All four eat what their humans were told was good food. Four or five stars on the rating sites. Recognizable brand. The vet's office sells one of them. All four are vet recommended.
I lost both of my own pets in the same season of life. I was already asking what I could have done differently, especially when I thought I had done everything right.
Then I built a pet services company with a mission to elevate the care. The patterns started emerging fast. Over half the dogs in our care were on behavioral medications. Another sixty percent were on allergy medications like Apoquel. Multiple were on seizure protocols potentially tied to flea and tick products.
The patterns were not random. They tracked. And I was paying attention.
So let me tell you what is actually in the bowl.
Where The Meat Actually Comes From
Dr. Laurie Coger is an integrative veterinarian who, before clinical practice, worked on dairy farms and trained at a veterinary college. She has personally witnessed the supply chain that feeds the conventional pet food industry. In a recent piece by pet food consumer advocate Susan Thixton, she described what she saw:
“Human quality ingredients is my first rule of feeding my own dogs, and by extension, my clients’ dogs. Simply put, what is not human quality can include the dairy cow that died and was picked up by the renderer or dead animal hauler from the pasture in July, two days after dying, as happened on the dairy farm I worked at. Or the animals that died or were euthanized at the veterinary college I attended, after their post mortem examinations (necropsies). Those included horses, cows, sheep, and yes, sometimes dogs and cats. All contained drugs of various types, including pentobarbital in some cases. None of the animals picked up by the services were transported in closed or refrigerated trucks, so consider the insects and maggots that they carried as they were transported and awaited processing. These are practices I personally witnessed.”
— Dr. Laurie Coger, DVM
That is the supply chain. That is what becomes “chicken meal” or “beef meal” or “by-product meal” on the label of the bag sitting in your kitchen.
This is the conversation almost nobody is having. Let’s go there.

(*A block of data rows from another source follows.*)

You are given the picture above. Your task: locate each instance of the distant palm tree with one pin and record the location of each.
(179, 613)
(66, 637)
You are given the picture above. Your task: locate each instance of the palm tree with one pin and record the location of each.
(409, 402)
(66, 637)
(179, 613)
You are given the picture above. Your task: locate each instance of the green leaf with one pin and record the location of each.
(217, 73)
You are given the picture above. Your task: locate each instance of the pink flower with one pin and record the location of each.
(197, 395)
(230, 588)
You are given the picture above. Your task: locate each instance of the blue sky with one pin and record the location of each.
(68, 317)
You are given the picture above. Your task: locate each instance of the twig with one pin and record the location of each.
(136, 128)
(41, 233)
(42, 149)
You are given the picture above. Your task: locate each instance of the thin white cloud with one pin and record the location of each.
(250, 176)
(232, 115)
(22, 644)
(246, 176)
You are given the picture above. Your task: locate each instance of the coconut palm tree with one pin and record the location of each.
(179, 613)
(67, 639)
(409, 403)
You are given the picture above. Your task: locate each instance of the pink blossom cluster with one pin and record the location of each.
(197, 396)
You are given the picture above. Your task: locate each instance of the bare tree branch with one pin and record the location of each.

Six Survivors Out Of Eight
When a pet food bag says “complete and balanced,” that phrase is not a marketing flourish. It is a regulatory designation, governed by the Association of American Feed Control Officials, or AAFCO. AAFCO is the body that establishes the nutritional minimum requirements every commercial pet food in the United States is formulated to meet.

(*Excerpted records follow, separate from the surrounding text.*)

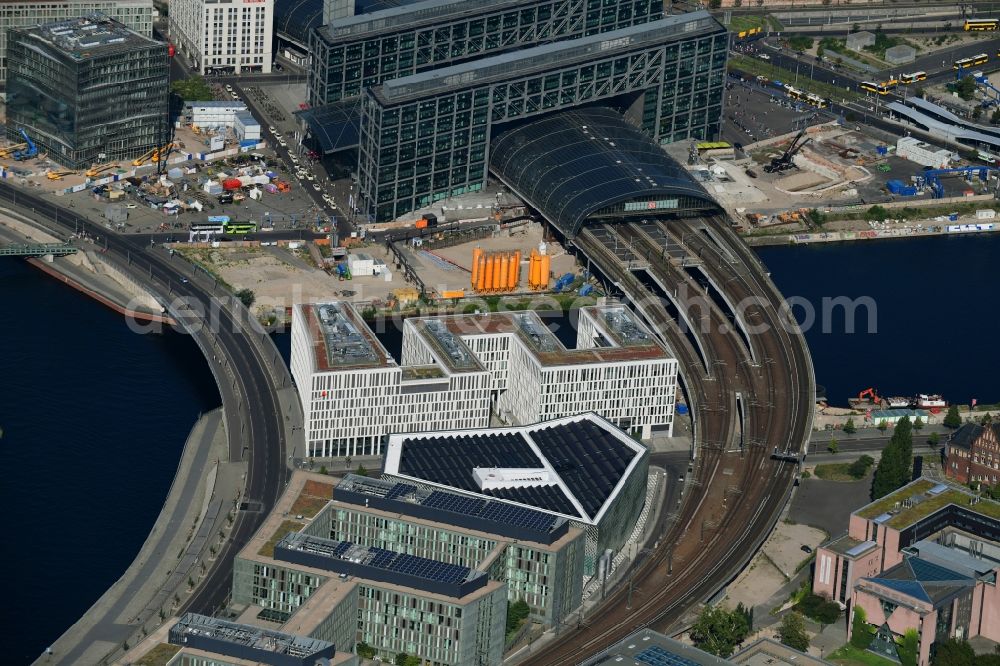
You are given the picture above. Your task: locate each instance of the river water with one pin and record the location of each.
(94, 417)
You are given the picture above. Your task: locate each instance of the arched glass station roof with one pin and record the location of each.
(586, 162)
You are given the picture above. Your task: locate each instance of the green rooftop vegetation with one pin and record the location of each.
(287, 527)
(159, 655)
(929, 505)
(422, 372)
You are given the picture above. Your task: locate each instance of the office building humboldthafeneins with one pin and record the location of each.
(354, 395)
(87, 90)
(437, 81)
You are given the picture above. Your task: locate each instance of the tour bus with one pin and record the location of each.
(981, 24)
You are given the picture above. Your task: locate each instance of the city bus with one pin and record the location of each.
(913, 78)
(241, 227)
(980, 59)
(871, 86)
(982, 24)
(207, 227)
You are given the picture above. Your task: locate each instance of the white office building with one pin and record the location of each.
(224, 36)
(458, 369)
(135, 15)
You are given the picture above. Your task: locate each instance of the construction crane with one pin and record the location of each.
(784, 162)
(98, 169)
(6, 152)
(26, 153)
(162, 152)
(142, 159)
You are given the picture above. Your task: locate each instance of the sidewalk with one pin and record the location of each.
(194, 511)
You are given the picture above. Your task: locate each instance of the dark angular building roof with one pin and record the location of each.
(570, 164)
(923, 580)
(579, 462)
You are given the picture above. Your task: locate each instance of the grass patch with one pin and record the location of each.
(307, 505)
(834, 472)
(761, 68)
(159, 655)
(267, 550)
(852, 656)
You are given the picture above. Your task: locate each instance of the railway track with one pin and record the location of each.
(752, 395)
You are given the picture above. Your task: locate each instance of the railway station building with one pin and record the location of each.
(422, 90)
(579, 468)
(457, 370)
(923, 558)
(87, 90)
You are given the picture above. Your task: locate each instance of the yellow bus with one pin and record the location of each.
(982, 24)
(980, 59)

The word that matters there is minimum.
AAFCO’s nutrient profiles set a floor. They specify the minimum percentages of protein, fat, vitamins, and minerals a food must contain to be legally labeled as complete nutrition for a dog or cat. These minimums were established to prevent acute nutritional deficiency. They were not designed around longevity. They were not designed around immune resilience. They were not designed around metabolic health, gut health, or the prevention of the chronic diseases now epidemic in our dogs and cats. They were designed around survival.
There are two paths a pet food manufacturer can take to put “complete and balanced” on a bag. The first is formulation, where the recipe is constructed on paper to meet the AAFCO minimum. The food is balanced in a spreadsheet and never actually fed to a dog before being sold to you. The second is the AAFCO feeding trial, which the industry markets as the gold standard. Here is what that gold standard actually requires for an adult maintenance claim. Eight dogs. Twenty-six weeks. At the end of those six months, six of the eight dogs must still be alive, must not have lost more than fifteen percent of their body weight, and must have rudimentary bloodwork within normal range.
Eight dogs. Six months. Six survivors. That is the gold standard.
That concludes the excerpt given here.